TDM Portal Data Generation - Intermittent commit of 10,000 records for Snowflake masking is not working as expected

book

Article ID: 273865

calendar_today

Updated On:

Products

CA Test Data Manager (Data Finder / Grid Tools)

Issue/Introduction

After upgrading to TDM Portal 4.10.218.0, we are now able to connect to the Snowflake warehouse. Data generation works great for less than 500k records. But we need to publish over 2M records and in that case, it looks like Portal was not committing each 10,000 records iterations into the target but is waiting to commit all the rows at the end of the entire run. Instead of finishing the execution, the job basically just fails.

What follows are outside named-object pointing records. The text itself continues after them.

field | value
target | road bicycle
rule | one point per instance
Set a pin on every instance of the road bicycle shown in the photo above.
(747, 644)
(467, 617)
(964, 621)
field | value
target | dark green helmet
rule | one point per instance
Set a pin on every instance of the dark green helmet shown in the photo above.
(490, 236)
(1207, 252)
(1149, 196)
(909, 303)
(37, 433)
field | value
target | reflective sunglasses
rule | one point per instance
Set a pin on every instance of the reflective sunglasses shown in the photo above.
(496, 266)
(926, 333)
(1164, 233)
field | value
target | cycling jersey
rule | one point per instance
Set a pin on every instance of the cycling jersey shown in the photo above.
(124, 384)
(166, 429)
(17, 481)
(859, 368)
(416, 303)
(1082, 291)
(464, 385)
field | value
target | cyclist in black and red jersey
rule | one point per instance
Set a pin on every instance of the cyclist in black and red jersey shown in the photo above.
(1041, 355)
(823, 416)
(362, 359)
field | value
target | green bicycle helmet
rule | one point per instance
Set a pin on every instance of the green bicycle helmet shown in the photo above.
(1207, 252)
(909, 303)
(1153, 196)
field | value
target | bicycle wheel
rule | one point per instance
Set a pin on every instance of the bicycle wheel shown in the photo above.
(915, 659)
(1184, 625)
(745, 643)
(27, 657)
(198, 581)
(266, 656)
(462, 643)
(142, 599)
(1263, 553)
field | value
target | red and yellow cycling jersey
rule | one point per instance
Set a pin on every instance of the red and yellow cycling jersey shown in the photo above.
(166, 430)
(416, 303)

Our guess is because the job was not committing every 10,000 records (default setting) it was maybe keeping all the data in memory till it basically runs out of memory and the jobs fail.
 
Another reason why we think it was not committing every 10,000 records is that we don't see any data on the target side at all. The target remained with 0 rows after the job failed.
 
There is no information in the publish log to pin down the issue.
 
Can you please advise if you had done anything else for the other customer? Or is there anything else that we need in the setting to commit every 10K records?

Environment

Release : 4.10

Resolution

TDM Portal is working as designed. When publishing data from the TDM Protal Data Generator, the batch updates work based on the publish iterations (repeat count [global publish count]), and not the table iterations (table count). 

In this particular case, where the repeat count set to 1, there is no way that it would even get close to the 10,000 commit limit, and the table repeat count was 19,850,226. Unfortunately, it means that Portal was trying to cache almost 20 million rows, before sending them to the database and committing them.

Using the global publish repeat count instead of table repeat count you will see better results, and the publish job will intermittently publish records to the target table in batches of 10,000. To set this up, for this example : repeat count =19,850,226  and table repeat count = 1.

The downside to this solution is there will need to be a generator created for every table that you are working with.